The not-particularly-dynamic trio visit various planets and ultimately get embroiled in attempting to foil a plot by Count Zarth Arn (Joe Spinell) — as with the movie’s title, there’s confusion as to whether his last name is one word or two (it’s “Zarth Arn” in the opening credits and “Zartharn” in the closing ones) — who’s made up to look like a cross between Princess Leia and Shakespeare and who seems to have modeled his acting style on Vincent Price at his campiest.

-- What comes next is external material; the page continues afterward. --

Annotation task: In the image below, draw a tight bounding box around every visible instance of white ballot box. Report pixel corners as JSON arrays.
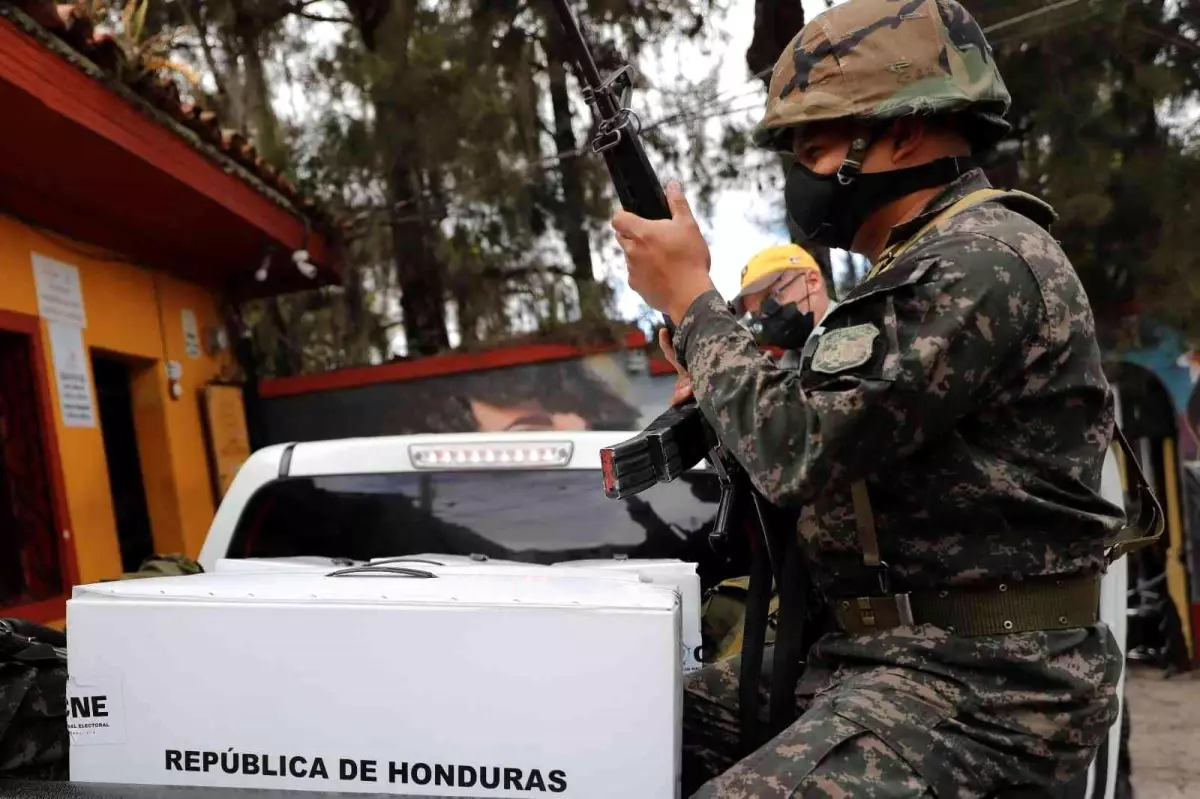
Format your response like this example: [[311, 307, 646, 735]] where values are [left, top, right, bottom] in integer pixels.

Zarth Arn is attempting to depose and kill the rightful Emperor (Christopher Plummer — one wonders how, just 13 years after The Sound of Music, his fortunes had fallen so low he had to take a job like this!) and also get rid of the Emperor’s son Simon (David Hasselhoff, who goes through most of the movie looking like he wished that talking car would come along and rescue him from it). In the end Elle gets disintegrated but is able to pull his parts back together, Akton also gets killed but isn’t so lucky as to be able to reassemble himself, the Count’s dastardly plot is defeated and the Emperor is restored to his rightful throne, while his son Simon and Stella Star are paired off. One other major name was associated with this film, composer John Barry, whose most famous piece is the “James Bond Theme” that’s been used in virtually all the Bond movies, and who wrote complete scores for most of the early Bonds. According to an imdb.com “Trivia” poster, the filmmakers carefully kept Barry from being able to watch any of the movie, lest he decide he didn’t want to be associated with something that dreadful and walk out of the project. 

Starcrash is one of those movies that starts out looking like it’s going to be a derivative but at least entertaining riff on someone else’s major film, but as it progresses (like a disease) it just gets sillier and sillier, and I got into an argument with one of the other audience members as to whether the dialogue by Cozzi (“Coates”), Wachsberger and R. A. Dillon was really as bad as it sounds or whether what made the film really awful was the porn-star style delivery of it by Gortner, Clark and Hasselhoff. Another imdb.com “Trivia” poster claims that in the later stages of the film they put more clothes on Caroline Munro to preserve the film’s PG rating — though there’s one later shot of her in an outfit that’s just a series of leather bands wrapped strategically around her, a scene that no doubt delighted the teenage straight boys that are the core audience for science-fiction films then and now!